As a platform provider anynines wants to serve customers with varying workloads and offer the possibility to scale on-demand at any time.
With own hardware anynines has to pay for the spare capacity of unused infrastructure which is particularly hard to bootstrap, financially. Losing one big customer can easily disturb the financial stability of such a composite business strategy. Since anynines already has hardware, the bootstrapping problem is already solved. Still the challenge remains for future infrastructure scale-outs.
A rented infrastructure, on the other hand, solves this financial risk with the disadvantage of higher buying costs.
So the challenging part here is to find an infrastructure provider with a matching cost structure to trust. anynines has learned the challenges of running OpenStack the hard way. These challenges need to be solved by any infrastructure provider and we’ve seen many infrastructure companies struggle financially and technologically.
Another factor on the choice of the infrastructure provider is the underlying infrastructure technology. While OpenStack is a great match from the architecture point, there is still a surprising low number of German OpenStack providers that have shown their success beyond doubt.
The infrastructure technology decision is also influenced by Cloud Foundry, a core technology of the anynines stack. The anynines application platform as well as the brand new anynines data services are deployed with and based on the BOSH automation technology.
Bosh enable the anynines stack to be entirely infrastructure agnostic. All that is required to run anynines is a BOSH CPI – an adapter to teach BOSH on how to create virtual machines and persistent disks on a new infrastructure.

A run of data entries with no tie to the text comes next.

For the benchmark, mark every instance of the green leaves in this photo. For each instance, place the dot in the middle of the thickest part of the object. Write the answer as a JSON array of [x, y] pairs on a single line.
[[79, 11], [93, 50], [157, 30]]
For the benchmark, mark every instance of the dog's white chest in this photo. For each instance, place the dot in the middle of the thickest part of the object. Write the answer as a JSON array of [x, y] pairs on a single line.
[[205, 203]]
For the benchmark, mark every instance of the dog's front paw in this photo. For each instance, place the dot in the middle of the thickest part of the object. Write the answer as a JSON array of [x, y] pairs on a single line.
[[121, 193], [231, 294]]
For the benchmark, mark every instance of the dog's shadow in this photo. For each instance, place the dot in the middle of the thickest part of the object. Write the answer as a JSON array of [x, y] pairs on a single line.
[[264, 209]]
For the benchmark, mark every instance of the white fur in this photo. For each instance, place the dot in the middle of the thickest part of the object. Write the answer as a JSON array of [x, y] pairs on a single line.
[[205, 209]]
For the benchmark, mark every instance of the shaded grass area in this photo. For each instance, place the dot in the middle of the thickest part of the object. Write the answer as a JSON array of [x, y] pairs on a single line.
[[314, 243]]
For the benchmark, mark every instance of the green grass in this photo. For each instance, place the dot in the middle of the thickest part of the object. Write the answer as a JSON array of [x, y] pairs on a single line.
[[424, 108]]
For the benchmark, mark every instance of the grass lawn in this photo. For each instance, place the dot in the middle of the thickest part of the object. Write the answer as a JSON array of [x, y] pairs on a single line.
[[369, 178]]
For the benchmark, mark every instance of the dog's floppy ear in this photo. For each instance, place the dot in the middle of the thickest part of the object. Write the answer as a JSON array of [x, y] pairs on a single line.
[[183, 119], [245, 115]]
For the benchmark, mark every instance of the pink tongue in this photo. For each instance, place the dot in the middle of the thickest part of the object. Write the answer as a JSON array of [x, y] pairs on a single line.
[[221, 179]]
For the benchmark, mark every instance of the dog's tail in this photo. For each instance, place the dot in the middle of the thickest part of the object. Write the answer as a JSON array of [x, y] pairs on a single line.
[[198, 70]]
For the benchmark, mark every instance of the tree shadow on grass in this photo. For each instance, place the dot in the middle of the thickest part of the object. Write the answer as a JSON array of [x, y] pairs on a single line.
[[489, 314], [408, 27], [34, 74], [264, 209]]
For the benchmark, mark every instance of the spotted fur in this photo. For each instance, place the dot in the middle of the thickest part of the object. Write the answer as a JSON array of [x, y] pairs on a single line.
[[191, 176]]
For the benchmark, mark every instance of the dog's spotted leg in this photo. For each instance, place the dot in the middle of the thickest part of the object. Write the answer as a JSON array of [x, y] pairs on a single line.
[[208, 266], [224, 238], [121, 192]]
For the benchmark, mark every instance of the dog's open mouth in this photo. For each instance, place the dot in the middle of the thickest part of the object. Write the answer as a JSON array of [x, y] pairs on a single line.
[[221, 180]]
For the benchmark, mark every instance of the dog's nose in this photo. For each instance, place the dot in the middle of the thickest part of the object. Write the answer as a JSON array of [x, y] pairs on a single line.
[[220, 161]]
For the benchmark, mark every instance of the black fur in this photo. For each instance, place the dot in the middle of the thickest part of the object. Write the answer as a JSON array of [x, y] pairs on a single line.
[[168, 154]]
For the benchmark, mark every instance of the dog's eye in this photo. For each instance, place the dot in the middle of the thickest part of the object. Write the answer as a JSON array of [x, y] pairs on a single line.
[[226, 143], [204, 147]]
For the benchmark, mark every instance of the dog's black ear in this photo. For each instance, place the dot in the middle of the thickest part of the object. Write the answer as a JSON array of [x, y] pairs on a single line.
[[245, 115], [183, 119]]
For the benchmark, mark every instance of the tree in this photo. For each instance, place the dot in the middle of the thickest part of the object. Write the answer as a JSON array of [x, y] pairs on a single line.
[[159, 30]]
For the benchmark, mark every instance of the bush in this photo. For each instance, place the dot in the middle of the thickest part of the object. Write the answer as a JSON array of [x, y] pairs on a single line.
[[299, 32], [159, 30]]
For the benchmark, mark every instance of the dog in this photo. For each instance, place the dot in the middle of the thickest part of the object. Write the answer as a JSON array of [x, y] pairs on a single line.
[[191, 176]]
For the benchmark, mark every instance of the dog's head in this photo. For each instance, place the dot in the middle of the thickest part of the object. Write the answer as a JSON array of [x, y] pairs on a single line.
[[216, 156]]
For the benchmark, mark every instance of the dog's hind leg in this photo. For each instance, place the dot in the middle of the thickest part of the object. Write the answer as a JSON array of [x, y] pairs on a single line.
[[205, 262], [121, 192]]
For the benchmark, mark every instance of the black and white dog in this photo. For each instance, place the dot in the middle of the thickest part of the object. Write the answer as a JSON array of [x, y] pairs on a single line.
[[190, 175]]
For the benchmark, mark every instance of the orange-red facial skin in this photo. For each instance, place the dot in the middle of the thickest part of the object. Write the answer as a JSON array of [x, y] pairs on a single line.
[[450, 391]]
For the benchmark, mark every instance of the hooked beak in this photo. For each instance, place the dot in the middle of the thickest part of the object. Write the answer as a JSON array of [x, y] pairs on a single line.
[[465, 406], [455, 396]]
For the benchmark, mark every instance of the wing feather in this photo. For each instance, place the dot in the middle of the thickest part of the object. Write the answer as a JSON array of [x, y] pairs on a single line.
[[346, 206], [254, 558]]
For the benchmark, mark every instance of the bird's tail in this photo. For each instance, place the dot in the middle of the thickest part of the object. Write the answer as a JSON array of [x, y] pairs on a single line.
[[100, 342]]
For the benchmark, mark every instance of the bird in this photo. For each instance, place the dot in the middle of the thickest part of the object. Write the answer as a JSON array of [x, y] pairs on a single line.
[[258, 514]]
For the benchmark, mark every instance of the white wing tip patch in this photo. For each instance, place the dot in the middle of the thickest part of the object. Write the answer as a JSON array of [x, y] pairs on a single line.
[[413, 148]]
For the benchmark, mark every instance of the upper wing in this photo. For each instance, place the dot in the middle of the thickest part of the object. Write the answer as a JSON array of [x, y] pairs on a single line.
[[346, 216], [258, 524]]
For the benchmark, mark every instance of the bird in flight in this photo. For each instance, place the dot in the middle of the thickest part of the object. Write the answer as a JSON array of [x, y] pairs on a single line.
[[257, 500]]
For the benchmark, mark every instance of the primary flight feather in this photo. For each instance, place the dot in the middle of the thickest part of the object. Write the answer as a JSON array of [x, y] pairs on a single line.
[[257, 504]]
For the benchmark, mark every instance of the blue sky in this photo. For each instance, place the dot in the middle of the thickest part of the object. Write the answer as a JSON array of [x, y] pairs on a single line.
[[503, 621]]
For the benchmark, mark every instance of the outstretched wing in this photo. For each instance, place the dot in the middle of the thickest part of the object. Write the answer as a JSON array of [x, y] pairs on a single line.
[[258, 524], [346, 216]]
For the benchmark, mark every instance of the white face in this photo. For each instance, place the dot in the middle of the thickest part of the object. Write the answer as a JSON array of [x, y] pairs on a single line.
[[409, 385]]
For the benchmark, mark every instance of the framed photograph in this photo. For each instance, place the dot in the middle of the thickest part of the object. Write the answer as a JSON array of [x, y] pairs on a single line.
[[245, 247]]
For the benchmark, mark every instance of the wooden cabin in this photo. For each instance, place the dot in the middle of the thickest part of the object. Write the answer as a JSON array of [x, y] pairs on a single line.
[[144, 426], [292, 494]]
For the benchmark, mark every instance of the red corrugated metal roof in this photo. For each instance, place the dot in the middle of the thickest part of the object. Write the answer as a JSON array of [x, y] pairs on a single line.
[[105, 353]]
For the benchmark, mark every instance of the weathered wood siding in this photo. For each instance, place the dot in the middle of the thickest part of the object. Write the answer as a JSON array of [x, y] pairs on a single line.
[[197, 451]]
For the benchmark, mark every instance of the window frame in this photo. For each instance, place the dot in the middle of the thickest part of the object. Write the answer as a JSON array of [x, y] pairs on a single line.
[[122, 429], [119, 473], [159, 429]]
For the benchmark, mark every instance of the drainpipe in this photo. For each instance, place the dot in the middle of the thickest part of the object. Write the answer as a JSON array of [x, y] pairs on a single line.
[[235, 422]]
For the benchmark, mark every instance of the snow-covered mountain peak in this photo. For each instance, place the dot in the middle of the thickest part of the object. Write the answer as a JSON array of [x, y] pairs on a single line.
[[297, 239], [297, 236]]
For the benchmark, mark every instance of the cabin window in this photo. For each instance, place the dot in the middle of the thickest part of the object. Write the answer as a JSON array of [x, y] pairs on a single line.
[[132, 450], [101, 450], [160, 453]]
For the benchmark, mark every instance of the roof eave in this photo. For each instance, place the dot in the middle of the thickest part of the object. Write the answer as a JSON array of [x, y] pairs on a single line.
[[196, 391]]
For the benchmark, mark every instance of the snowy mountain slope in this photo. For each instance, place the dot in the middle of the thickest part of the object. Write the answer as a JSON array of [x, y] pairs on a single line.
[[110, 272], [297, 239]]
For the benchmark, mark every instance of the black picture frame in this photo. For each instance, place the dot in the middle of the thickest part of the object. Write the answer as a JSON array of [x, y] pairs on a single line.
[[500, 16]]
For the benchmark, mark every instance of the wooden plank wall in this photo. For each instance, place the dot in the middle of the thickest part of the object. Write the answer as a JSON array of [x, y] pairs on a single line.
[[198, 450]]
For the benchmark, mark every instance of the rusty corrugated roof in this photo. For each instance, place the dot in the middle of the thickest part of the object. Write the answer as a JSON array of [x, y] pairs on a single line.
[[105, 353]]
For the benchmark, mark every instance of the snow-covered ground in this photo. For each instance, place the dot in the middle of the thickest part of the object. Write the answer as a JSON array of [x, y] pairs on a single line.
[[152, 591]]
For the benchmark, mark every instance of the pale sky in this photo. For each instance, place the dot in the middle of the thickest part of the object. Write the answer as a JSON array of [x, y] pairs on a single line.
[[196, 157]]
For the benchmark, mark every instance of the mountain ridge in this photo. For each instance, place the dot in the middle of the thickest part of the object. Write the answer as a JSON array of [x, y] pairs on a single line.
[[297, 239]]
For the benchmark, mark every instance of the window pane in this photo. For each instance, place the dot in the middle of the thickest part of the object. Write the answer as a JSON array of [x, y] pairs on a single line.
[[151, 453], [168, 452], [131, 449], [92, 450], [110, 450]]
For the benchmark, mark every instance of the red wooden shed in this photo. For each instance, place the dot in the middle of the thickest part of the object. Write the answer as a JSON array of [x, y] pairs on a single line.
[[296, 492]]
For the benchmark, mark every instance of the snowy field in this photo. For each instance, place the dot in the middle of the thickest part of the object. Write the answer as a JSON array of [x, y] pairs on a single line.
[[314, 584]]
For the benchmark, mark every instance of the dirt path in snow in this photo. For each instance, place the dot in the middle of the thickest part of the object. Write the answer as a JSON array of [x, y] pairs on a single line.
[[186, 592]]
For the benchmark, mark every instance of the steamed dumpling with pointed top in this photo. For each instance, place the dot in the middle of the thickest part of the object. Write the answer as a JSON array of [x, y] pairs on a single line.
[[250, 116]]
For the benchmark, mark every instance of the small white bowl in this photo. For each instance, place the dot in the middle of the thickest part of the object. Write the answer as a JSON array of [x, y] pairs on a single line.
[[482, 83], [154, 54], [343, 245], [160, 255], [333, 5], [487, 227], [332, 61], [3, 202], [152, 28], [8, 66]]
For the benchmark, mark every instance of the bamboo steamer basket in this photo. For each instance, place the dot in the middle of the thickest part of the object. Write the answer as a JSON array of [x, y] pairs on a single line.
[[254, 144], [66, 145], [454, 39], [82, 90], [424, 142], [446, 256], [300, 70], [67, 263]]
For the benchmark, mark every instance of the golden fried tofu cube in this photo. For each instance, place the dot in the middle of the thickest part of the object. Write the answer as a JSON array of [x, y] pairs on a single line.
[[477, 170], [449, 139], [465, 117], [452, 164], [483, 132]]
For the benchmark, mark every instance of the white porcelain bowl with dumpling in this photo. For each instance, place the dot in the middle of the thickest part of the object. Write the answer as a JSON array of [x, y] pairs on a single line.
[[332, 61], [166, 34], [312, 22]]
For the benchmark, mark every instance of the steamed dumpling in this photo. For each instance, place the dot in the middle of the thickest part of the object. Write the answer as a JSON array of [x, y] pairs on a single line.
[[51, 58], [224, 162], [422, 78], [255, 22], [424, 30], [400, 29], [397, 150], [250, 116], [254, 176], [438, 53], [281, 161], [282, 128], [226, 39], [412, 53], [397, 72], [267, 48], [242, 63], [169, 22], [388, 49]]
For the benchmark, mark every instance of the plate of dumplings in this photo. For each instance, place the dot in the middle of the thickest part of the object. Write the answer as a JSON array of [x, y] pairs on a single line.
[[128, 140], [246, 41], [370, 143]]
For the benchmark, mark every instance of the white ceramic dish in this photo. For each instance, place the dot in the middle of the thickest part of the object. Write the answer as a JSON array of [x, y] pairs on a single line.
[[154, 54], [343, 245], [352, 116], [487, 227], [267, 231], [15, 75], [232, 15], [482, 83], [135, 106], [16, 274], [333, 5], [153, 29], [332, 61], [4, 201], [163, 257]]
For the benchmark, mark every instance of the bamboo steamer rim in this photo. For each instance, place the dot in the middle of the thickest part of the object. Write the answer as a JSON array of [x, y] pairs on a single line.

Amazon, OpenStack and vSphere are proven CPI implementations and more than trustworthy.
Also the Azure CPI is interesting as there’s a cooperation between T-Systems and Microsoft to address the German-jurisdiction challenge.
Facing a decision with large impact while there is still uncertainty a culture of experimentation helps. Therefore, we started to look into the scenarios “Our hardware with a managed vSphere” and “rented infrastructure”. In follow-up posts we will present experiments and insights in more detail.